A broad rally pushed all three major U.S. stock indexes
modestly higher. Consumer discretionary stocks led the
gainers, with a solid boost from Tesla.
"The rally is a bit surprising," said Jay Hatfield, CEO and
portfolio manager at InfraCap in New York. "In a way the U.S.
attack puts an end to the uncertainty of whether the U.S. is
going to attack."
"The market action is extremely bullish because this is the
time frame in June when we're supposed to have a pullback,"
Hatfield added. "People do not want to sell in this market."
Federal Reserve Vice Chair Michelle Bowman said on Monday
that "it is time to consider adjusting the policy rate," as
risks to the job market outweigh inflationary concerns related
to tariffs. Federal Reserve Bank of Chicago president Austan
Goolsbee said that thus far, tariffs have had a more modest
economic impact than expected.
Financial markets are pricing in at least two 25-basis-point
rate cuts before year-end. The first cut is widely expected to
happen in September.
Tesla shares surged after the long-awaited launch
of the company's robotaxi service in Austin, Texas. The electric
vehicle maker's shares were last up 9.4%.
Israel continued to bombard Iran the day after the U.S.
joined the war.
Still,
oil prices tumbled after Iran's retaliation did not
include action to disrupt oil and gas tanker traffic through the
Strait of Hormuz. Tehran had warned it would close the Strait of
Hormuz, a crucial oil shipping route.
On the economics front, S&P Global's advance "flash"
purchasing managers' indexes (PMI) showed the U.S. economy is
expanding at a slightly more robust pace than analysts
anticipated.
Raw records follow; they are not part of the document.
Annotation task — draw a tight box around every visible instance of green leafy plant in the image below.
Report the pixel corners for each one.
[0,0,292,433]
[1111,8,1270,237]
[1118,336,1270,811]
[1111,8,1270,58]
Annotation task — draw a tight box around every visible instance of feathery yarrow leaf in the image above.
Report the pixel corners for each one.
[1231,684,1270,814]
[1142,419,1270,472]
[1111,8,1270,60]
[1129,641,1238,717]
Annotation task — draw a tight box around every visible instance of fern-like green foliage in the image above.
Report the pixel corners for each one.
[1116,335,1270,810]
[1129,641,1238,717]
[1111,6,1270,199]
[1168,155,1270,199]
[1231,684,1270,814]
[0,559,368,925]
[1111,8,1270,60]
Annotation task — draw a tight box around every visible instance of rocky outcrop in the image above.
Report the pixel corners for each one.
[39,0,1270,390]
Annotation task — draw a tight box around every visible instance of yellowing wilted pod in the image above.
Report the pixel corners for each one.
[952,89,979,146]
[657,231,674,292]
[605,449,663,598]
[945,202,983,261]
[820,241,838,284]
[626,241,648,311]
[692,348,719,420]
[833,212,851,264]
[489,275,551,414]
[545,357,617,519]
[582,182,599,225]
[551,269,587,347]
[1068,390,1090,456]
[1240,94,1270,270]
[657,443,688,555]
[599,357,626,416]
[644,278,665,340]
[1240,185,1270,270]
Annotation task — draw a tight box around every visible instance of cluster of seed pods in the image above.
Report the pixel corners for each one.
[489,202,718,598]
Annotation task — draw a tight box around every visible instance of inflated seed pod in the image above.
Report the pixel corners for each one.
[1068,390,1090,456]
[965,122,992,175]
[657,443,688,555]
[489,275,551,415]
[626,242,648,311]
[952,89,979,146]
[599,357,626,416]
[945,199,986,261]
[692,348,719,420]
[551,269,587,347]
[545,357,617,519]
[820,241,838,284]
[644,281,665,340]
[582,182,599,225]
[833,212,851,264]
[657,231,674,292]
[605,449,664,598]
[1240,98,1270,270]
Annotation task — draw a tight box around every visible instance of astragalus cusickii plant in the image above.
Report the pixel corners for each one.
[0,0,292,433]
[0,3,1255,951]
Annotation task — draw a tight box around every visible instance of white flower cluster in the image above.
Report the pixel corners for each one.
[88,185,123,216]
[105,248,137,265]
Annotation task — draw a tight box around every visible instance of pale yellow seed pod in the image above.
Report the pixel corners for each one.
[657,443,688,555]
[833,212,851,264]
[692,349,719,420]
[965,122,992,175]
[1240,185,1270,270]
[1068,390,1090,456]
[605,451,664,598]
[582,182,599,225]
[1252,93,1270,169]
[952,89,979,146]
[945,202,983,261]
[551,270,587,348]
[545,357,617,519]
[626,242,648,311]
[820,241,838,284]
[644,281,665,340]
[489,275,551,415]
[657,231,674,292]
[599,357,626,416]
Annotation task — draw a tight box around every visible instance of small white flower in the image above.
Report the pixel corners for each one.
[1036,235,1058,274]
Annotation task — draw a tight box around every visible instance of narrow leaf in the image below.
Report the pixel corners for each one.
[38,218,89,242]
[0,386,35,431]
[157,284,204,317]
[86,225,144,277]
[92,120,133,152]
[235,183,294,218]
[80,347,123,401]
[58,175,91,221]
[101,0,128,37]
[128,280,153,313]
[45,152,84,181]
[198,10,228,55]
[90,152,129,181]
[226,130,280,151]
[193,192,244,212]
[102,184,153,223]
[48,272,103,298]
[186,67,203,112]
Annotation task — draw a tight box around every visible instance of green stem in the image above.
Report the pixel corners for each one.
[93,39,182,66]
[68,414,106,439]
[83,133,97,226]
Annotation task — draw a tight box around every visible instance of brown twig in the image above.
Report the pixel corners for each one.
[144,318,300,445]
A separate report showed new home sales, while
under pressure from elevated borrowing costs, posted an
unexpected gain in May.
Later in the week, the Commerce Department's final take on
first-quarter GDP and its Personal Consumption Expenditures
(PCE) and Fed Chair Jerome Powell's congressional testimony are
likely to be parsed for clues regarding the near-term path of
monetary policy.
The Dow Jones Industrial Average rose 305.71 points,
or 0.72%, to 42,512.53, the S&P 500 gained 44.70 points,
or 0.75%, to 6,012.54 and the Nasdaq Composite
gained 177.08 points, or 0.91%, to 19,624.49.
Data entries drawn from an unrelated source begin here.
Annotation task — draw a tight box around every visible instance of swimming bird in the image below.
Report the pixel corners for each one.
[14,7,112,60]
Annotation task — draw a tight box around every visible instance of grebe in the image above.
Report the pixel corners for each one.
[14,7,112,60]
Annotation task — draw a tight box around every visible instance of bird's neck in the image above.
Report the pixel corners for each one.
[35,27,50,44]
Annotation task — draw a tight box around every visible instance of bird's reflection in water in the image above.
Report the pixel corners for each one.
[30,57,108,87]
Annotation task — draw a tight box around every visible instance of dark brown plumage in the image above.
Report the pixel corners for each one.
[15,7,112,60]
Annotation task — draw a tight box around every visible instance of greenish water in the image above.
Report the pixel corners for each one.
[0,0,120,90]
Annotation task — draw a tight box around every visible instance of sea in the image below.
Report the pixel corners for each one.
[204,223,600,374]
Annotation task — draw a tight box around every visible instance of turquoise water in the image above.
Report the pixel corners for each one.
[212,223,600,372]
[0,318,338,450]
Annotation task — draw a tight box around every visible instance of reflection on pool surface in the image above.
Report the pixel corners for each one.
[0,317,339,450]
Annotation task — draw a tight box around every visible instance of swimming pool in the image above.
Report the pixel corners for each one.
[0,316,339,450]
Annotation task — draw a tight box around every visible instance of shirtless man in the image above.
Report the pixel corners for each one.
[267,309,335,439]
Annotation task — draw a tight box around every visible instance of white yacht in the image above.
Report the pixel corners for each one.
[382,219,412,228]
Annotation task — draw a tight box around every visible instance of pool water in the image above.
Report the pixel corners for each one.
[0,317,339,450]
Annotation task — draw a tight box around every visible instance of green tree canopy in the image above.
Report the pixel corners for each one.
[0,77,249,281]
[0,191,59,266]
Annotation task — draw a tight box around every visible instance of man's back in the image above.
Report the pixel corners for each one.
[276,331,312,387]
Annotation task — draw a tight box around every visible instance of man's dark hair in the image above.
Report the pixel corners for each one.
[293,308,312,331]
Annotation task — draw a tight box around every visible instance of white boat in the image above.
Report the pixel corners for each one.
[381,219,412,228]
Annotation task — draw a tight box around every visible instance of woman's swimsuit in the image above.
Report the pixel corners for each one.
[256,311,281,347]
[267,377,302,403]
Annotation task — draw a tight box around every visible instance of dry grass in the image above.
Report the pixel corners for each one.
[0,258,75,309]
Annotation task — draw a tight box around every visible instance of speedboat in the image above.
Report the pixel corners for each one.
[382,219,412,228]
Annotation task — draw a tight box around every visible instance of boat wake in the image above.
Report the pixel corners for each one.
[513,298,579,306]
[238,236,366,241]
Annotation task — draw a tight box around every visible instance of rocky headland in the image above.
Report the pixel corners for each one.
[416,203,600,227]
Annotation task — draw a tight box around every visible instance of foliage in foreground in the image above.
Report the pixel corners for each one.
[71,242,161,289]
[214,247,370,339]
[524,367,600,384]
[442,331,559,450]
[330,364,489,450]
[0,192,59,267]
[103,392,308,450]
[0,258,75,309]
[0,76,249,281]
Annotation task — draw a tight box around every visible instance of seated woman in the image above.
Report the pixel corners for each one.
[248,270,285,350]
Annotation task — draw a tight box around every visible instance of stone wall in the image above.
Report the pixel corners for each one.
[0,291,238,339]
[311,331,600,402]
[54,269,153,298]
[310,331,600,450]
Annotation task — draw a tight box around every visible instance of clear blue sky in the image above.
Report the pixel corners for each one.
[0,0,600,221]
Among the 11 major sectors of the S&P 500, consumer
discretionary stocks led the gainers, while energy was
the only sector in negative territory.
Among other movers, drugmaker Eli Lilly ( LLY ) rose 0.9%
after detailed trial data on rival Novo Nordisk's
experimental obesity drug CagriSema failed to impress investors.
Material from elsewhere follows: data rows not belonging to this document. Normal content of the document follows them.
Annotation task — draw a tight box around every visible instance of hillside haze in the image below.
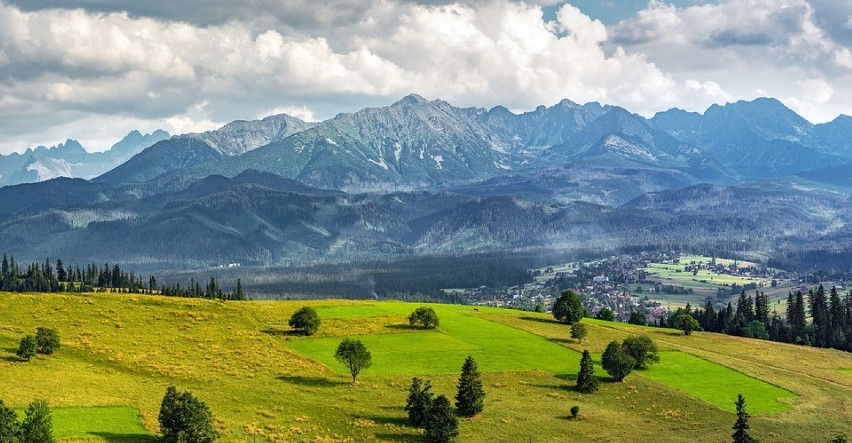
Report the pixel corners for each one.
[0,95,852,268]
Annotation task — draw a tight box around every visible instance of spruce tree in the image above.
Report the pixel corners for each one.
[731,394,757,443]
[575,349,598,393]
[456,355,485,417]
[424,395,459,443]
[405,377,434,427]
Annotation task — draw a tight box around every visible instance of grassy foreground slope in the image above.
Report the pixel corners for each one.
[0,294,852,442]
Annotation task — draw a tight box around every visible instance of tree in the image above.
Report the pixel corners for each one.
[601,341,636,381]
[21,400,54,443]
[574,349,598,393]
[731,394,757,443]
[36,328,59,355]
[595,306,615,321]
[159,386,219,443]
[405,377,434,427]
[408,306,441,329]
[571,323,588,343]
[0,400,21,443]
[456,355,485,417]
[627,311,648,326]
[334,338,373,383]
[424,395,459,443]
[621,335,660,369]
[553,291,583,325]
[17,335,38,360]
[289,306,320,335]
[672,314,701,335]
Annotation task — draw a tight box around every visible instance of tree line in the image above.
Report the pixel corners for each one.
[656,285,852,352]
[0,254,246,300]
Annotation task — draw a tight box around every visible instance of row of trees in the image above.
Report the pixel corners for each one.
[672,285,852,352]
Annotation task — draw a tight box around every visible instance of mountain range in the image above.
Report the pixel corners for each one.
[0,95,852,268]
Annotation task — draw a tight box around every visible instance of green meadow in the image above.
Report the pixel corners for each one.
[0,294,852,442]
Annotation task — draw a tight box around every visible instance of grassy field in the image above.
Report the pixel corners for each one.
[0,294,852,442]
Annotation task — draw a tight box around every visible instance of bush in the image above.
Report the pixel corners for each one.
[0,400,21,443]
[289,306,320,335]
[36,328,59,355]
[408,306,440,329]
[21,400,54,443]
[17,335,38,360]
[553,291,583,325]
[159,386,219,443]
[595,307,615,321]
[601,341,636,381]
[621,335,660,369]
[424,395,459,443]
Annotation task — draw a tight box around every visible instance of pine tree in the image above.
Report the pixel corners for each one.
[731,394,757,443]
[405,377,434,427]
[456,355,485,417]
[575,350,598,393]
[423,395,459,443]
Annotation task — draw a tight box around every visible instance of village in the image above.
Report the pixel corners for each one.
[446,252,842,323]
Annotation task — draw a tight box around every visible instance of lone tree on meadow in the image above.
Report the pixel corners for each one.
[289,306,320,335]
[601,341,636,381]
[405,377,434,427]
[731,394,757,443]
[159,386,219,443]
[408,306,441,329]
[571,322,588,343]
[672,314,701,335]
[621,335,660,369]
[17,335,38,360]
[575,349,598,393]
[36,328,59,355]
[423,395,459,443]
[334,338,373,383]
[456,355,485,417]
[21,400,54,443]
[553,291,583,325]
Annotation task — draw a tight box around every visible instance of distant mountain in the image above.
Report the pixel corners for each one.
[0,130,169,186]
[94,114,313,183]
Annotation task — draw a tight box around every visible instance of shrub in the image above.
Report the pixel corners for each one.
[289,306,320,335]
[17,335,38,360]
[408,306,440,329]
[159,386,219,443]
[36,328,59,355]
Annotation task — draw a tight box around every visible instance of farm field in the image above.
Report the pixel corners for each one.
[0,294,852,442]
Novo Nordisk's shares dipped 5.3%.
Fiserv's ( FI ) shares rose nearly 3.3% following its
announcement that it would launch a new digital asset platform.
Northern Trust ( NTRS ) jumped 7.2% after a Wall Street
Journal report said Bank of New York Mellon ( BK ) broached the
topic of a potential merger.
AI-server-maker Super Micro Computer ( SMCI ) dropped 6.8%
after it announced a private offering of $2 billion five-year
convertible bonds.
Quarterly results from sportswear company Nike ( NKE ) and
package delivery firm FedEx ( FDX ) are expected later in the
week.
Advancing issues outnumbered decliners by a 1.67-to-1 ratio
on the NYSE. There were 100 new highs and 66 new lows on the
NYSE.
On the Nasdaq, 2,389 stocks rose and 2,026 fell as advancing
issues outnumbered decliners by a 1.18-to-1 ratio.
The S&P 500 posted 12 new 52-week highs and 4 new lows while the
Nasdaq Composite recorded 77 new highs and 105 new lows.